Barry Jenkins won an Academy Award for directing “Moonlight” and was nominated for “If Beale Street Could Talk.” His latest project is a multi-part adaptation of National Book Award winner Colson Whitehead’s “The Underground Railroad.” Washington Post opinions columnist Michele Norris speaks with Jenkins about the series, the lessons of history and the challenge of depicting its darker chapters.


Being present and filming in locations where African Americans were enslaved, Jenkins felt the distance between himself and his ancestors shrink. “I had never been in a cotton field before prepping for this show. It was fascinating to see what cotton actually looks like, to reach down and touch… the branches… It was really fascinating to go to a plantation, to all these different spaces… I’ve been to Krakow, Poland, and didn’t go to Auschwitz, was over there for a film festival, but even being in that space, there’s something you feel. And for whatever reason, because of the way this history is taught in schools, I just wasn’t prepared for how heavy the level of synesthesia that would arise from just physically being in these spaces. And then we’re recreating these images in the spaces… in the state of Georgia, and some of the spaces where these things happened. It was, it was overwhelming at times. I went through a whole range of emotions, but one of those ranges was there was this distance between myself and my ancestors I feel before making this show, and over the process of making it, that distance… just shrank and shrank and shrank and shrank until it sort of felt like it became like this [holds hands tightly together].” (Washington Post Live)
The director said he wanted the series to expand on the complexity of the lives of those who had been enslaved and the sacrifices they endured “The show over the course of its ten episodes seeks to recontextualize, to fill in this very flat depiction of who they were, and recontextualize and repurpose that image to show what they did, who they were, how they lived and how they endured. We think of sacrifice as this thing that’s wrought in death, and I think in this case–if there’s anything I’ve learned about my ancestors it’s this–the sacrifice was in living. And I wanted to really give a three-dimensional depiction of the lives that they lived.” (Washington Post Live)
The director discussed how he carefully deliberated whether and how to adapt Colson Whitehead’s novel into a series. “I was thinking in recreating this era, in recreating these images, you know, what am I going to do to the cast and crew who are tasked with embodying these characters. It was a combination of all those different things, trying to have the moral, the ethical conversation with myself about why I wanted to make this, and then also too, really debating if it was necessary to give voice to this very turbulent time in our nation’s history, even through the magical realist, alternative… history gaze given to us by the brilliant Colson Whitehead.” (Washington Post Live)

Barry Jenkins

Provided by Barry Jenkins.

Academy Award winner Barry Jenkins’ feature film debut, MEDICINE FOR MELANCHOLY, was hailed as one of the best films of 2009 by The New York Times and received several Independent Spirit and Gotham Award nominations. In 2019, along with playwright Tarell Alvin McCraney, Jenkins received an Academy Award for Best Adapted Screenplay for his second feature the Academy Award and Golden Globe winning Best Picture MOONLIGHT. As well as earning eight Academy Award nominations, ten Broadcast Critics Choice Awards nominations, six Golden Globe nominations and four BAFTA nominations, MOONLIGHT won Best Picture and Director at the Gotham Awards and Best International Film by the British Independent Film Awards. In addition to NYFCC and NBR awarding Jenkins Best Director and LAFCA naming him Best Director and the film Best Picture, Jenkins received a DGA Best Director nomination and won the WGA Award for Best Original Screenplay. His third feature, the adaptation of James Baldwin’s IF BEALE STREET COULD TALK went on to receive three Academy Award nominations and won Best Picture at the Independent Spirit Awards. Jenkins also received the Independent Spirit Award for Best Director. Jenkins’ next feature film projects include a follow up to THE LION KING for Walt Disney Studios as well as a biopic of famed choreographer, Alvin Ailey, for Searchlight Pictures.

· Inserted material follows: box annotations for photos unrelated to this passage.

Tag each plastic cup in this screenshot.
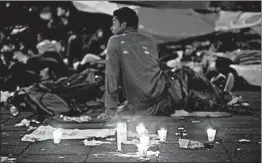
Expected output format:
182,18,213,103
207,128,216,142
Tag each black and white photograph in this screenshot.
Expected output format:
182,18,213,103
0,0,262,163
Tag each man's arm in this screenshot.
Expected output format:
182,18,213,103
105,37,120,109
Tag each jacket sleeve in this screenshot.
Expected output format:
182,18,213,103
105,36,120,109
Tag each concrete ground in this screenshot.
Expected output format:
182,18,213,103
0,92,261,163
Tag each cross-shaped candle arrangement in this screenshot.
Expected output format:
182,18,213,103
136,124,150,157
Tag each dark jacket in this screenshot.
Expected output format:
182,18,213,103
105,28,165,110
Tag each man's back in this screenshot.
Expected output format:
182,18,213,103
105,31,165,109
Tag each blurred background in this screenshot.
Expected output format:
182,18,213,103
0,1,262,91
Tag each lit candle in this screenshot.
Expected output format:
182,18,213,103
136,144,148,157
117,122,127,151
207,128,216,141
157,128,167,142
53,129,63,144
136,124,146,135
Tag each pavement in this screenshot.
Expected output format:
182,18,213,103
0,92,261,163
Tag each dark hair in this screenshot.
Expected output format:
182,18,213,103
113,7,139,29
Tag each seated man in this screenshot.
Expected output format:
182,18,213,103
98,7,242,119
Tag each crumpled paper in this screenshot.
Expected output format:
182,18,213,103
15,119,30,127
60,115,92,123
94,151,160,160
21,125,116,142
238,139,251,143
83,139,112,146
1,156,16,162
178,138,205,149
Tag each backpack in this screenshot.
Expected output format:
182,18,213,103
8,70,99,119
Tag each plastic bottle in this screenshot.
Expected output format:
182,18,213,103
10,106,19,117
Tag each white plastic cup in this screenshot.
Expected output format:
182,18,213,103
137,144,148,157
157,129,167,142
139,135,150,146
136,124,146,135
207,128,216,142
53,129,63,144
117,122,127,142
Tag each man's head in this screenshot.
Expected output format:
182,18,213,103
111,7,139,35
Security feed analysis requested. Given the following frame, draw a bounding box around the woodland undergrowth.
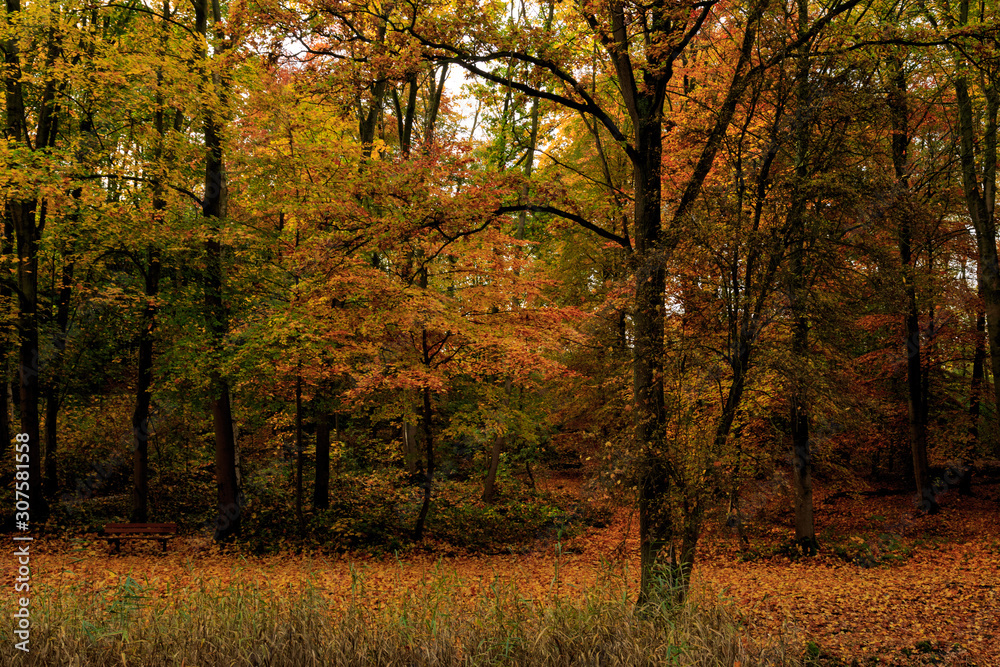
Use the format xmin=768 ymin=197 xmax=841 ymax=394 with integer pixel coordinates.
xmin=0 ymin=574 xmax=803 ymax=667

For television, Jenkins directed an episode in the first season of the Netflix Original Series DEAR WHITE PEOPLE. His next project for television is an adaptation of National Book Award winner Colson Whitehead’s THE UNDERGROUND RAILROAD for Amazon. Jenkins has directed all episodes and written a number of the screenplays. Other upcoming work includes a script based on the life of the first American Female Olympic boxing champ Clarissa “T-Rex” Shields as well as an adaptation of Netflix’s original documentary, VIRUNGA, about the battle to save the Congo’s mountain gorilla population.